@ UBS Media Week: TWC’s Britt: Cable Will Do Better Than Rest Of The Economy — But Not By Much

imageThe conventional wisdom has been that as the economic downturn continues to squeeze consumers, cable TV will benefit as more people opt for home entertainment. Glenn Britt, president and CEO of Time Warner (NYSE: TWX) Cable, was certainly happy to promote that view during a Q&A at the UBS Global Media and Communications (PDF) conference in New York. But he noted that certain aspects of the business have fallen off. One example is DVR adoption, as demand is down 40 percent, though that could be due to a great deal of cable customers already having taken on the service, he said.

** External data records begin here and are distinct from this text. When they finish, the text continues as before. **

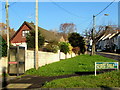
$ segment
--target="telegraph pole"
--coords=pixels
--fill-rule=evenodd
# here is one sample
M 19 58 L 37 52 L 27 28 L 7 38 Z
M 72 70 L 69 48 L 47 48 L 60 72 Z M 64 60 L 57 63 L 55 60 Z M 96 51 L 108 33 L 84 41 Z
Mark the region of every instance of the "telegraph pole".
M 8 19 L 8 0 L 6 0 L 6 25 L 7 25 L 7 58 L 9 58 L 9 46 L 10 46 L 10 42 L 9 42 L 9 19 Z
M 36 26 L 35 26 L 35 68 L 38 69 L 38 0 L 36 0 Z
M 95 18 L 96 18 L 96 16 L 93 15 L 92 51 L 91 51 L 91 55 L 94 55 L 94 54 L 95 54 Z

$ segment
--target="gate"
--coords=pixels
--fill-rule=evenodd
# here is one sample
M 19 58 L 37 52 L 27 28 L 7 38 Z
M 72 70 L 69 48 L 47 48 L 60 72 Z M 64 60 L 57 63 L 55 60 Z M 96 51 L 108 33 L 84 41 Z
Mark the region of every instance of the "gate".
M 23 74 L 25 72 L 25 47 L 11 46 L 8 58 L 8 74 Z

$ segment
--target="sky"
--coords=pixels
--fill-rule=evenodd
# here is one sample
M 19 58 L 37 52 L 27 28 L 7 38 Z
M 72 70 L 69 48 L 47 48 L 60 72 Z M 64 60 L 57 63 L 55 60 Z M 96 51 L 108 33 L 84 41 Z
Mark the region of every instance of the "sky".
M 39 26 L 47 30 L 59 30 L 60 24 L 74 23 L 78 33 L 92 27 L 93 15 L 98 14 L 110 2 L 39 2 Z M 5 2 L 2 2 L 1 22 L 5 20 Z M 9 2 L 9 25 L 18 30 L 24 21 L 35 22 L 35 2 Z M 109 14 L 105 16 L 104 14 Z M 118 2 L 114 2 L 96 17 L 96 26 L 118 25 Z

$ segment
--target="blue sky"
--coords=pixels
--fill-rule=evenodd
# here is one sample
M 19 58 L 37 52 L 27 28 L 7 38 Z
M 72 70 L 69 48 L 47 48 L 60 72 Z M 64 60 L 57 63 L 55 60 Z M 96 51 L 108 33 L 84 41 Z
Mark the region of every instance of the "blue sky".
M 77 32 L 92 27 L 92 16 L 98 14 L 110 2 L 39 2 L 39 26 L 47 30 L 59 30 L 60 24 L 74 23 Z M 10 2 L 10 27 L 18 30 L 24 21 L 35 22 L 35 2 Z M 56 5 L 57 4 L 57 5 Z M 62 7 L 62 9 L 60 7 Z M 5 3 L 2 3 L 2 22 L 5 23 Z M 65 10 L 63 10 L 63 8 Z M 109 16 L 104 16 L 104 14 Z M 118 2 L 114 2 L 96 17 L 96 25 L 118 24 Z

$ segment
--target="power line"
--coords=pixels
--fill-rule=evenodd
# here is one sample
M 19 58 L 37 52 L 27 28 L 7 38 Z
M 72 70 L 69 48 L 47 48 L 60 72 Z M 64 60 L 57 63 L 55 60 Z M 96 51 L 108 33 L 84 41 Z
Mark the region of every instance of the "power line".
M 52 1 L 52 0 L 51 0 L 51 1 Z M 76 15 L 76 14 L 68 11 L 67 9 L 63 8 L 63 7 L 60 6 L 59 4 L 57 4 L 57 3 L 53 2 L 53 1 L 52 1 L 52 3 L 53 3 L 54 5 L 56 5 L 57 7 L 59 7 L 60 9 L 62 9 L 63 11 L 67 12 L 68 14 L 70 14 L 70 15 L 72 15 L 72 16 L 75 16 L 75 17 L 78 17 L 78 18 L 81 18 L 80 16 L 78 16 L 78 15 Z
M 107 7 L 105 7 L 102 11 L 100 11 L 98 14 L 96 14 L 95 16 L 98 16 L 99 14 L 101 14 L 103 11 L 105 11 L 110 5 L 112 5 L 115 2 L 115 0 L 113 0 Z
M 11 7 L 11 5 L 14 5 L 15 3 L 17 3 L 17 2 L 13 2 L 13 3 L 11 3 L 8 7 Z M 5 6 L 5 7 L 6 7 L 6 6 Z M 0 11 L 4 10 L 4 9 L 5 9 L 5 7 L 4 7 L 4 8 L 2 8 Z

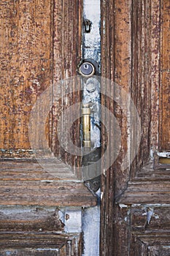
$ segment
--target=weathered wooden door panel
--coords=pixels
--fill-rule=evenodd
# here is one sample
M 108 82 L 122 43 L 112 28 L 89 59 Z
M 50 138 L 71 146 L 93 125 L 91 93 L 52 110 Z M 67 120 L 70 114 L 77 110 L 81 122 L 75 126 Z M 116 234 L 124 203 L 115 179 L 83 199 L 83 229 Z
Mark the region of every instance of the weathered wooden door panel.
M 170 1 L 162 1 L 159 150 L 170 149 Z
M 101 255 L 169 255 L 169 165 L 155 170 L 150 151 L 170 150 L 170 2 L 108 0 L 101 7 L 101 75 L 130 93 L 141 119 L 141 142 L 135 159 L 129 156 L 131 166 L 123 170 L 127 149 L 133 152 L 139 135 L 131 135 L 133 124 L 120 106 L 103 97 L 117 118 L 122 147 L 107 171 L 103 163 Z M 109 134 L 102 138 L 103 146 L 108 139 Z
M 62 238 L 61 238 L 62 237 Z M 0 236 L 1 256 L 80 256 L 79 236 L 9 233 Z

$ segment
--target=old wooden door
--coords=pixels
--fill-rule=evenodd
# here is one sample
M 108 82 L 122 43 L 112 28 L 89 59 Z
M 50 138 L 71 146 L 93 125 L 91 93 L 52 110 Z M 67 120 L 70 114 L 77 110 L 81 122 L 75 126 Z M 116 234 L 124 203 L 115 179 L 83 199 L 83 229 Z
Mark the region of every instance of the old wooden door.
M 170 1 L 108 0 L 101 6 L 102 75 L 130 95 L 141 130 L 131 110 L 125 115 L 123 105 L 103 97 L 122 141 L 115 164 L 103 170 L 101 255 L 170 255 Z M 129 165 L 123 168 L 127 152 Z M 166 154 L 163 159 L 158 152 Z
M 80 91 L 73 93 L 75 83 L 59 81 L 77 74 L 82 58 L 82 1 L 67 0 L 0 3 L 1 255 L 81 255 L 81 232 L 66 233 L 59 208 L 81 211 L 96 200 L 79 179 L 81 157 L 60 146 L 57 124 L 62 111 L 80 102 Z M 43 116 L 53 99 L 55 104 Z M 63 130 L 67 124 L 66 119 L 61 122 Z M 80 121 L 71 128 L 73 143 L 79 146 Z M 57 161 L 55 167 L 45 141 Z M 35 159 L 37 149 L 45 167 Z M 70 166 L 76 166 L 77 173 Z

— I spoke with Britt after his presentation and asked him if Time Warner Cable (NYSE: TWC) will consider serving targeted ads to its broadband subscribers as the company searches for new sources of revenue in the down economy. Not too soon, was his answer, and given the heat ISP providers like Charter Communications (NSDQ: CHTR) got for trying out Nebuad’s behavioral targeting service this summer, his reluctance was expected. “I think there is a pretty significant backlash against the whole policy of behavioral targeting. We’ve been trying to take a careful approach and work with Washington and other ISPs on a solution that would give us the consumer benefits from targeting without creating privacy problems. That’s where we are now.” More after the jump.

– As to whether the negative economy makes it easier to engage in more M&A activity, Britt said it doesn’t. “The cable business is a small world and we all know each other. And one thing we all know is that this is not a good environment to sell in.”

— Cap ex will come down. About 70 percent of our cap ex is “success-based,” so that will come down a bit.

— Costs are coming from two big categories. Programming is under pressure from re-transmission consent from sports, and from labor. We have had some restructuring costs related to layoffs.

The spinoff: Britt said the company is comfortable with being spun off from parent Time Warner. “We’re just waiting for regulatory approval. There are three buckets, first two are state and local franchises. We have those settled in order to close the deal. Then we need FCC approval. To date, the chairman has not put that on the agenda. So we don’t know when that will happen.”

Competitive environment: AT&T (NYSE: T) and Verizon are rolling out their pay TV models. “There’s no real change, just more of the same. AT&T overlaps us 40 percent and 30 percent for Verizon (NYSE: VZ). U-verse overlaps us in 12 percent and Verizon sells broadband in about 6 percent of the markets we’re in. In the meantime, we’re continuing to take voice customers at a rapid rate.”

Broadband: Britt said he doesn’t want to “punish” consumers for using more broadband. However, the question is, what is the right structure to encourage more usage and whether cable companies can charge more money for it? Britt: “If we can’t pay for it, we can’t build it.”